Asymptotic Calculator on simultaneous Pdf

I’m new to RooFit/RooStats, and would appreciate any help on this! I’m using the AsimovCalculator tool for likelihood testing of a SimultaneousPdf signal+background model, and am getting problems when generating the Asimov data in a particular context.

I have some nuisance parameters which control the signal shape over the various categories, for which I have a product of Gaussians. So the last stages of the code constructing my PDF looks something like this:

RooSimultaneous sim_sb_model("sim_sb_model","sim_sb_model",category_pdf_map,categories);
RooGaussian gauss("gauss","gauss", alpha, mean, sd);
RooProdPdf sb_model("sb_model","sb_model", gauss,Conditional(sim_sb_model,obs))

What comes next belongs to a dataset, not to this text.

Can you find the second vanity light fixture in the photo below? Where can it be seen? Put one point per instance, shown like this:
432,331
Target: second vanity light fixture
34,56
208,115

sb_model is then used for my hypothesis testing. But as soon as I have more than one category, the asimov data generation goes crazy and gives me 0 events. I believe I’ve tracked it down to this line in AsymptoticCalculator.cxx:


 1092    const RooSimultaneous* simPdf = dynamic_cast<const RooSimultaneous*>(&pdf);
 1093    if (!simPdf) { 
 1094       // generate data for non sim pdf
 1095       return GenerateAsimovDataSinglePdf( pdf, observables, *weightVar, 0);
 1096    }

I have checked that the dynamic_cast of my pdf returns a null pointer, I suppose because it is a product pdf and not a simultaneous pdf, and therefore the code attempts to generate asimov data using the single pdf code. But if it tried to unwrap the product it would see there is a RooSimultaneous in there!

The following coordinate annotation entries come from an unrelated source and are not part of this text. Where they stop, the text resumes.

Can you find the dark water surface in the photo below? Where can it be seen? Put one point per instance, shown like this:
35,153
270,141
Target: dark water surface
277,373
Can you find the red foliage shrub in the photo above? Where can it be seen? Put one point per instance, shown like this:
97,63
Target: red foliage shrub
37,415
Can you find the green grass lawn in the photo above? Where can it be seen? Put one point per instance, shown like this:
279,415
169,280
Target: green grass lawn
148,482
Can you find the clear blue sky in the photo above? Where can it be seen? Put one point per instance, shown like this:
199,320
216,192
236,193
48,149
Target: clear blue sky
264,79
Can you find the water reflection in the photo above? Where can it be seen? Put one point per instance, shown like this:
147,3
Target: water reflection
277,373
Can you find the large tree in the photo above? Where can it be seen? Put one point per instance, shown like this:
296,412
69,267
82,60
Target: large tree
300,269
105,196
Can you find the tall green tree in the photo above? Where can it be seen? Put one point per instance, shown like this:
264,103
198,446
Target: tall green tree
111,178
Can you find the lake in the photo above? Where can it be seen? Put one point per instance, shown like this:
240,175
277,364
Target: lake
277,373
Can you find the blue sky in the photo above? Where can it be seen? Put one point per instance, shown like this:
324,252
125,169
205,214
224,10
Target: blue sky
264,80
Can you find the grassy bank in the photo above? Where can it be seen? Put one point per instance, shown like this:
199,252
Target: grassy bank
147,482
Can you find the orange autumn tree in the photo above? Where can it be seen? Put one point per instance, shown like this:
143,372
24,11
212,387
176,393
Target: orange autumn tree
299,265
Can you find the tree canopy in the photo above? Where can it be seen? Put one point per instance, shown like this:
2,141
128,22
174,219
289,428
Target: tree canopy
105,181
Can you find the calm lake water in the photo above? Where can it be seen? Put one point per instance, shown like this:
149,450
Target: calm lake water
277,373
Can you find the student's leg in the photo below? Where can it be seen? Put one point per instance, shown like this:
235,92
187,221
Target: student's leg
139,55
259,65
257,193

Is there a different way that I’m supposed to construct a pdf of this sort?

After a little more googling it seems similar problems were reported here without resolution:

I found my own workaround to the problem, though it is not particularly beautiful.

My initial attempt was to edit the following lines explicitly to allow for the case where a RooSimultaneous is embedded in a product with constraints.

 1092    const RooSimultaneous* simPdf = dynamic_cast<const RooSimultaneous*>(&pdf);
 1093    if (!simPdf) { 
 1094       // generate data for non sim pdf
 1095       return GenerateAsimovDataSinglePdf( pdf, observables, *weightVar, 0);
 1096    }

While my fix allowed for the generation of Asimov data, for some reason after the generation my pdf would be ‘broken’ and unable to fit the data in a sensible way, similar to the description in the posts I linked in my previous post. I have no idea why it was happening, but it was during the call to AsymptoticCalculator::FillBins that the pdf ‘broke’.

So instead I implemented the following ugly workaround. I added functionality in AsymptoticCalculator to allow to import my own pre-generated Asimov dataset. In this case, a new if statement in the Initialization method prevents the generation of a new Asimov data set, and it just uses the imported one.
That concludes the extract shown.